Last chapter we walked through the internals of a transformer. Now let's focus on the mechanism that makes the whole thing work: attention. The name comes from the 2017 paper "Attention Is All You Need," and the title is barely an exaggeration.
Attention
Motivating Examples
Consider these three phrases: American shrew mole, One mole of carbon dioxide, and Take a biopsy of the mole. The word "mole" means something different each time, yet after the initial embedding step the vector for "mole" would be identical in all three cases. The embedding is just a lookup table with no awareness of context.
The same token can mean very different things depending on context
That's where attention comes in. The attention block lets surrounding embeddings pass information into the "mole" vector, nudging it toward the right meaning. A well-trained model will have learned distinct directions in the embedding space for each sense of the word.
Attention lets surrounding words update a token's embedding
Attention adds a context-dependent adjustment to the generic embedding
Same idea with "tower." The generic embedding doesn't know if we mean the Eiffel Tower or a miniature chess piece. Context like "Eiffel" should push the vector toward Paris and iron; adding "miniature" should pull it away from tall and large.
Context like "Eiffel" or "miniature" refines what "tower" means
Attention can move information across long distances. Remember, only the last vector in the sequence drives next-token prediction. If the input is an entire mystery novel ending with "Therefore the murderer was…", that final vector needs to encode everything relevant from the full context window.
Attention can move information across large distances
The final position is what drives next-token prediction
The last vector must contain everything relevant for prediction
The Attention Pattern
We'll start with a single head of attention. Later we'll see how the full attention block runs many heads in parallel.
A single attention head produces an attention pattern
To keep things concrete, our input is: "A fluffy blue creature roamed the verdant forest." For now, the only update we care about is adjectives adjusting the embeddings of their corresponding nouns.
Toy intuition: adjectives push context into their nouns
Each word starts as a high-dimensional embedding vector $\vec{E}$ that also encodes position.

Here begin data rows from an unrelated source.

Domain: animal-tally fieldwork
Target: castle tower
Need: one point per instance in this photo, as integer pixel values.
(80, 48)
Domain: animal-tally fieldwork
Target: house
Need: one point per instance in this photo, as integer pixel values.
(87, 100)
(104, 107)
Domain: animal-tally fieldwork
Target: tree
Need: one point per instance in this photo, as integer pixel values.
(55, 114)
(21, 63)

Our goal: produce refined embeddings $\vec{E}'$ where the nouns have absorbed meaning from their adjectives.
Each token starts as an embedding vector $\vec{E}$
Queries
Each token produces a query vector, conceptually asking: "What am I looking for in the surrounding context?"
Each token poses a query about what context it needs
Computing a query means multiplying a learned matrix $W_Q$ by the embedding. The query lives in a much smaller space than the embedding itself.

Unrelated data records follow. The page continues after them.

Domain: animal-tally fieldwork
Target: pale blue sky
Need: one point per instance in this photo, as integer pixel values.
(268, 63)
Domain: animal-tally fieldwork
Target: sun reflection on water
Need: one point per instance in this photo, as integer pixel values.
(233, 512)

$W_Q$ maps each embedding into a smaller query space
$W_Q$ is applied to every embedding in the context, one query per token. In our toy example, think of it as mapping noun embeddings to a direction that encodes "looking for adjectives in preceding positions."
Every token gets its own query
The query space captures what each token is searching for
Keys
At the same time, a second learned matrix, the key matrix ($W_K$), maps each embedding to a key vector. Think of keys as potential answers to the queries.
$W_K$ maps each embedding to a key vector
We want keys to match queries when they closely align. In our example, the key matrix maps adjectives like "fluffy" and "blue" to vectors closely aligned with the query from "creature."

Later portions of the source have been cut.